As code grows, separation of concerns becomes necessary. When HTTP request handling, business logic, and database access mix in a single class, the blast radius of changes becomes unpredictable. Layered architecture solves this by separating code into horizontal layers based on technical responsibility.
The core is not layer separation itself but controlling the direction of dependencies.
Traditional Three-Layer Structure
The most basic form consists of Presentation, Business Logic, and Data Access layers. It mirrors the flow of receiving a web request, executing business logic, and persisting to a database.
Dependencies flow downward. Presentation calls Business Logic; Business Logic calls Data Access.
The problem: business logic depends directly on data access technology. Switching from MySQL to MongoDB or changing an external API integration requires modifying business logic. Core rules remain unchanged, yet technical choices force changes to the heart of the application.
Four-Layer Structure
To address this, layers are further refined and dependency direction is redesigned.
Presentation: Handles HTTP request/response processing. Routing, request parsing, and response serialization belong here. Controllers, interceptors, and exception filters live in this layer.
Application: Orchestrates business logic. Calls multiple services, transforms data, and defines transaction boundaries. This layer serves as the entry point for use cases. Interfaces for infrastructure dependencies are also defined here.
Domain: Contains business entities and rules. Pure models with no technical dependencies. Changes in other layers do not affect this layer.
Infra: Handles technical implementations. Database access, external API calls, messaging, and caching all belong here. Implements interfaces defined in the Application layer.
Dependency Direction and DIP
In the three-layer structure, dependencies flow Presentation → Business → Data, always downward. The four-layer structure inverts this direction.
The core principle is the Dependency Inversion Principle, DIP. Upper layers do not depend on lower layers directly. Instead, upper layers define interfaces, and lower layers implement them.
Presentation → Application → Domain
↑
Infra (implements interfaces)
The Application layer knows only that “an order gets saved.” Whether that save targets MySQL or MongoDB remains unknown. The Infra layer implements the interface, and a DI container connects the two.
In this structure, Domain depends on nothing. It is the most stable layer. Infra depends on interfaces defined by Application. Dependency arrows converge toward the core business logic.
Code Example
Define interfaces in the Application layer; place implementations in the Infra layer.
// application/abstraction/order-repository.ts
interface OrderRepository {
save(order: Order): Promise<Order>;
findById(id: string): Promise<Order | null>;
}
// infra/persistence/order-repository-impl.ts
class OrderRepositoryImpl implements OrderRepository {
constructor(private readonly db: Database) {}
async save(order: Order): Promise<Order> {
const entity = OrderEntity.from(order);
await this.db.save(entity);
return entity.toDomain();
}
async findById(id: string): Promise<Order | null> {
const entity = await this.db.findById(id);
return entity?.toDomain() ?? null;
}
}
The Application layer service depends only on the interface.
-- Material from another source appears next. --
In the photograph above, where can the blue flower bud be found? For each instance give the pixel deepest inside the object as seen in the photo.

// application/service/order-service.ts
class OrderService {
constructor(private readonly orderRepository: OrderRepository) {}
async createOrder(request: CreateOrderDto): Promise<OrderDto> {
const order = Order.create(request);
const saved = await this.orderRepository.save(order);
return OrderDto.from(saved);
}
}
Swapping databases or injecting mocks for tests requires changing only the Infra layer implementation. OrderService stays untouched.
When It Fits
Layered architecture suits services where business logic concentrates in a single domain. When one API executes a complex processing pipeline, layer-by-layer responsibility separation pays off.
It also works well in environments with frequent technology changes. Replacing a filtering engine from an internal implementation to an external library, or switching databases, requires modifying only the Infra layer. The Application layer’s interfaces block change propagation.
Limitations
For services with multiple domains, it may not be the best fit. When users, products, and orders each form independent domains, Vertical Slice Architecture by domain achieves higher cohesion than horizontal layering.
Service class bloat is another concern. When many use cases accumulate in a single Application service, the code grows long. Splitting services by use case or applying the Facade pattern to reduce the external interface helps.
DTO conversion costs between layers also arise. Separate Presentation DTOs, Application DTOs, Domain entities, and Infra entities mean more conversion code. The benefits of layer boundaries must be balanced against conversion overhead.
As code grows, separation of concerns becomes necessary. Layered architecture performs that separation by technical responsibility. Which direction dependencies point matters more than the layers themselves.